According to the Falconer report, in October 2006, several C.W. Jefferys students approached a female teacher and reported that a group of boys had sexually assaulted a female Muslim student in the second floor boys washroom. The report said the girls confided in the teacher because they feared the teens were targeting female students who were unpopular and isolated. The teacher and students then reported their concerns to the principal, the report said.

But there was no follow-up, according to the panel. The alleged sexual assault was not reported to police or the alleged victim's parents because, according to the report, the administrator had concerns that due to the alleged victim's ethnic background she would be the subject of abuse at home.

The report said as students at C.W. Jefferys heard rumours of an attack, the alleged victim became the subject of intense sexual harassment and ridicule by other students.

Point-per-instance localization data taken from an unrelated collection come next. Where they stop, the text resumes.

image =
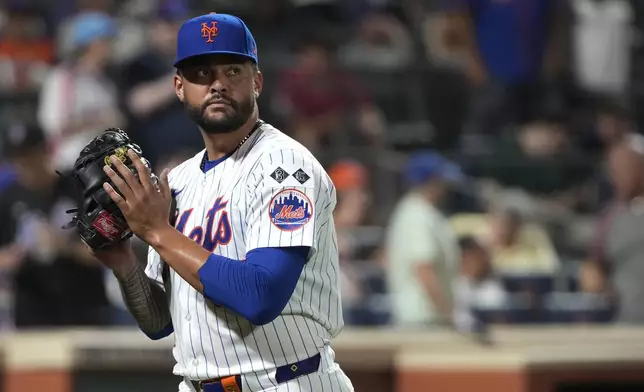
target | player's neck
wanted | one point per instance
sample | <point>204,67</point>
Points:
<point>220,145</point>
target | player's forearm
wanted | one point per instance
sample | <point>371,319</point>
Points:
<point>181,253</point>
<point>147,302</point>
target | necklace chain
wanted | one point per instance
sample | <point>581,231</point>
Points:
<point>258,124</point>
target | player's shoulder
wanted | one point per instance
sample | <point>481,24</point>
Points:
<point>181,173</point>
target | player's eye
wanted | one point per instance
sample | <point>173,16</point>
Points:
<point>233,71</point>
<point>202,72</point>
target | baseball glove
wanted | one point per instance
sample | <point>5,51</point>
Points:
<point>98,220</point>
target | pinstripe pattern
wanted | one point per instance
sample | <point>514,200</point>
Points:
<point>211,341</point>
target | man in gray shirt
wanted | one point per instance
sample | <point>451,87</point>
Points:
<point>617,262</point>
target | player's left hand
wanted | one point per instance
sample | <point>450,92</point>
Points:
<point>145,206</point>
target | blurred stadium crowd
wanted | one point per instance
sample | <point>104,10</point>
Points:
<point>486,155</point>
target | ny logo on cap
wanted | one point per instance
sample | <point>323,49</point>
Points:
<point>209,32</point>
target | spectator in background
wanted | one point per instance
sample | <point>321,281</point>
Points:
<point>26,52</point>
<point>65,44</point>
<point>157,119</point>
<point>421,247</point>
<point>514,49</point>
<point>613,122</point>
<point>514,245</point>
<point>351,183</point>
<point>320,102</point>
<point>50,275</point>
<point>78,100</point>
<point>476,287</point>
<point>517,246</point>
<point>381,43</point>
<point>616,263</point>
<point>540,159</point>
<point>602,42</point>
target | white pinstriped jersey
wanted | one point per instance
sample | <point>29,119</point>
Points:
<point>271,192</point>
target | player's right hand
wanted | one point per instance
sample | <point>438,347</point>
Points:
<point>120,257</point>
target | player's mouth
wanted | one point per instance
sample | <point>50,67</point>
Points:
<point>219,104</point>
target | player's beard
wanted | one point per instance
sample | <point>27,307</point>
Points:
<point>242,110</point>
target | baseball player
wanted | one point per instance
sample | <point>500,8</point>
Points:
<point>247,279</point>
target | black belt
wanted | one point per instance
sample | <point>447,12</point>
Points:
<point>282,374</point>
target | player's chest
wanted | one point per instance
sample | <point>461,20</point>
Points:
<point>211,215</point>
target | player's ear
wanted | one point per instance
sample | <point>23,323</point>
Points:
<point>258,83</point>
<point>178,86</point>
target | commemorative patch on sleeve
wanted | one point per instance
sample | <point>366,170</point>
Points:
<point>289,175</point>
<point>290,210</point>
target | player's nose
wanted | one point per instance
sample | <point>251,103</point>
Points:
<point>218,87</point>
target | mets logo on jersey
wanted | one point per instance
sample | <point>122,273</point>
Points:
<point>209,32</point>
<point>290,210</point>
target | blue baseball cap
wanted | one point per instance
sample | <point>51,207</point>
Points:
<point>91,26</point>
<point>423,166</point>
<point>215,34</point>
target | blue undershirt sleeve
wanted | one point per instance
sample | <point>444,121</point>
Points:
<point>258,288</point>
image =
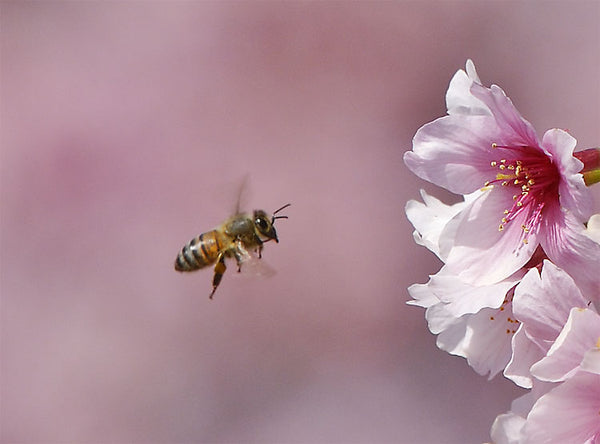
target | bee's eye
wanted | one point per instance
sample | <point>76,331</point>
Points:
<point>262,223</point>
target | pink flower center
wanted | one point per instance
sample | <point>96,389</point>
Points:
<point>530,174</point>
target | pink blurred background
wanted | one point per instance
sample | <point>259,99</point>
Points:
<point>126,130</point>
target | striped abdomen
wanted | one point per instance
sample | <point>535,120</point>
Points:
<point>201,251</point>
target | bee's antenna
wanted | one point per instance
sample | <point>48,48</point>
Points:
<point>285,206</point>
<point>277,211</point>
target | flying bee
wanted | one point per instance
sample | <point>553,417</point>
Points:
<point>239,237</point>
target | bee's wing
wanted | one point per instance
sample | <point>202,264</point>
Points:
<point>252,265</point>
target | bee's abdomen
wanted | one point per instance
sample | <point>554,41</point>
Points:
<point>201,251</point>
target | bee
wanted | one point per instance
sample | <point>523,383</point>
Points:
<point>241,237</point>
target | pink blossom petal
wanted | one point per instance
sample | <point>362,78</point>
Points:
<point>454,152</point>
<point>462,298</point>
<point>580,334</point>
<point>573,192</point>
<point>482,338</point>
<point>543,302</point>
<point>481,254</point>
<point>567,245</point>
<point>514,129</point>
<point>459,99</point>
<point>568,414</point>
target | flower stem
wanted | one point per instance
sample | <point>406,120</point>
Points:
<point>591,165</point>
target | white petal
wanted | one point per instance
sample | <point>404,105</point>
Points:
<point>459,99</point>
<point>543,302</point>
<point>580,334</point>
<point>568,414</point>
<point>591,360</point>
<point>481,254</point>
<point>524,354</point>
<point>429,219</point>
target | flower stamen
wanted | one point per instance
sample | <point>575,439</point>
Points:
<point>532,172</point>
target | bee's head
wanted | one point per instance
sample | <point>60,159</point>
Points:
<point>266,225</point>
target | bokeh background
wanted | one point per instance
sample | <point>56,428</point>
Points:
<point>127,129</point>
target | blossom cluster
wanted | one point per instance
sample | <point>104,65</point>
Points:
<point>519,290</point>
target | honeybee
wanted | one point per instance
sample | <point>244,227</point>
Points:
<point>241,236</point>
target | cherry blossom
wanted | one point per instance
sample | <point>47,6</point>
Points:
<point>531,190</point>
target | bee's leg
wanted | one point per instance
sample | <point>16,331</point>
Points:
<point>259,243</point>
<point>220,268</point>
<point>238,259</point>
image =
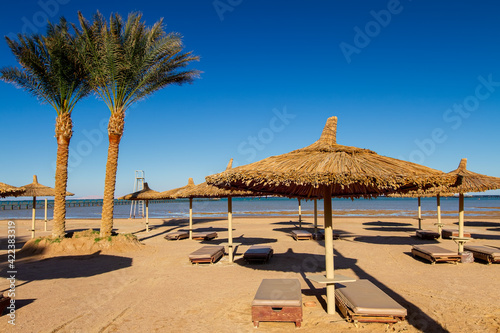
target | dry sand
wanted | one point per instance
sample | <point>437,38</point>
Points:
<point>156,289</point>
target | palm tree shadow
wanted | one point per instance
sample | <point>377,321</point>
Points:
<point>70,267</point>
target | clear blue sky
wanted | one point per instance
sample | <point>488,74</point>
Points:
<point>416,80</point>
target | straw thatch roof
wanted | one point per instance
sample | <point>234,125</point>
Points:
<point>36,189</point>
<point>343,170</point>
<point>10,191</point>
<point>171,193</point>
<point>204,190</point>
<point>145,194</point>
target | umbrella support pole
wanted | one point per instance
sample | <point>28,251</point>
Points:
<point>190,218</point>
<point>33,213</point>
<point>45,214</point>
<point>330,288</point>
<point>230,228</point>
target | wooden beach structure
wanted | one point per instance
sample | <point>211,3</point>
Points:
<point>325,169</point>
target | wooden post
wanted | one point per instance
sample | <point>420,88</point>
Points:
<point>230,228</point>
<point>190,218</point>
<point>147,216</point>
<point>33,213</point>
<point>419,214</point>
<point>460,222</point>
<point>315,216</point>
<point>440,226</point>
<point>45,214</point>
<point>300,215</point>
<point>330,288</point>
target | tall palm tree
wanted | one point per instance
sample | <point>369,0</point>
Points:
<point>129,61</point>
<point>51,71</point>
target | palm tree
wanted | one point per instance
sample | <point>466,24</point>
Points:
<point>129,61</point>
<point>51,71</point>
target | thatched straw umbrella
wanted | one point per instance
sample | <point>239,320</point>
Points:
<point>204,190</point>
<point>325,169</point>
<point>34,190</point>
<point>469,182</point>
<point>145,194</point>
<point>10,191</point>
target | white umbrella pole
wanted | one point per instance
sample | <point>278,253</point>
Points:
<point>147,216</point>
<point>419,214</point>
<point>460,222</point>
<point>300,215</point>
<point>190,218</point>
<point>45,214</point>
<point>33,213</point>
<point>230,227</point>
<point>330,288</point>
<point>440,226</point>
<point>315,216</point>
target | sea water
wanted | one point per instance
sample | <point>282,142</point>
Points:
<point>382,206</point>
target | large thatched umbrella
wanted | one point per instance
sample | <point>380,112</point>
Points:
<point>10,191</point>
<point>34,190</point>
<point>469,182</point>
<point>145,194</point>
<point>325,169</point>
<point>204,190</point>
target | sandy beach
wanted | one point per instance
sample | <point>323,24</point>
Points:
<point>156,289</point>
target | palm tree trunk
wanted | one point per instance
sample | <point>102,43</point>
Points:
<point>64,131</point>
<point>115,131</point>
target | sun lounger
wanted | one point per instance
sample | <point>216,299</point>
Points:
<point>435,253</point>
<point>427,234</point>
<point>258,253</point>
<point>448,233</point>
<point>278,300</point>
<point>206,254</point>
<point>362,301</point>
<point>486,253</point>
<point>204,235</point>
<point>176,235</point>
<point>301,235</point>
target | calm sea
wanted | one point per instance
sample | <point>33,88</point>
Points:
<point>382,206</point>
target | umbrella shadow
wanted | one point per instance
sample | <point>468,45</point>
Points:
<point>387,224</point>
<point>394,240</point>
<point>70,267</point>
<point>393,229</point>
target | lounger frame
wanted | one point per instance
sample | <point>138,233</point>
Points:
<point>436,258</point>
<point>353,317</point>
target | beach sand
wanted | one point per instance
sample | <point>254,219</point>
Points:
<point>156,288</point>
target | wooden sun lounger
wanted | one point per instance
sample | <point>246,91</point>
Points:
<point>362,301</point>
<point>176,235</point>
<point>435,253</point>
<point>448,233</point>
<point>204,235</point>
<point>258,253</point>
<point>207,254</point>
<point>427,234</point>
<point>278,300</point>
<point>486,253</point>
<point>301,235</point>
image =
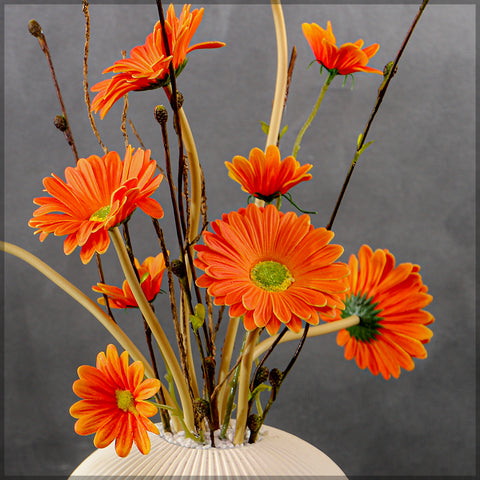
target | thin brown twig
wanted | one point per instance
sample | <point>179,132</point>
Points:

The panel notes some steps were taken to curb the bullying and abusive behaviour but it continued to the point where the young woman was eventually transferred to another school at her own request and that of her father.

The report said no further steps were taken to remove the alleged perpetrators from the school. Indeed, no further actions were taken until the panel uncovered the allegations this summer and reported them to the TDSB, which in turn, reported them to police.

Six males were arrested in September and face charges of forcible confinement, gang sexual assault and conspiracy to commit an indictable offence.

In February, the principal and two former vice-principals of C.W. Jefferys will appear in court to face charges under the Ontario Child and Family Services Act that they failed to report an incident contrary to their obligation, according to Toronto Police.

Indeed, the panel found that "sexual assault and sexual harassment are prevalent in TDSB schools," the report said.

According to a student survey conducted at Westview Centennial, 33 per cent of students surveyed reported being a victim of sexual harassment in school over the past two years. Twenty-nine per cent reported being the victim of unwanted sexual contact, including touching or grabbing at their school, and 29 female students or 7 per cent of respondents reported being the victim of a major sexual assault at their school.

The panel calls for a series of initiatives to address the issues of sexual harassment, including a public awareness campaign concerning sexual assault and gender-based violence. In addition, each school should establish a student hotline staffed by students trained in reporting and aware of appropriate supports for students being victimized.

The panel also recommends the TDSB develop a sexual assault and gender-based violence prevention strategy. In addition, the TDSB should partner with community agencies that provide services for women and girls who experience violence in order to enhance supports available to students to help prevent and respond to gender-based school violence.

The four-volume report also takes the government to task over its funding formula. The panel recommends increasing the benchmark costs for all components of the formula in order to close the gap between funding provided and actual costs.

It also recommends the minister of education strike an implementation task force to oversee recommendations.

Further recommendations in the report include:

. The hiring of 20 new full-time social workers.

. The policy that safe school transfers only be used in exceptional circumstances and not as a discipline.

. The province creates a standing educational justice committee.

. The TDSB amend its transfer process to permit teachers at schools in at-risk communities to be transferred to a different school upon request.

. Develop an inclusive curriculum that explores ways to incorporate African-centred perspectives and other forms of cultural knowledge.

. Require principals to stay five years in priority communities.

. Revise and broaden online code of conduct to include acts of cyber violence and the consequences for students who engage in such conduct on or off school property.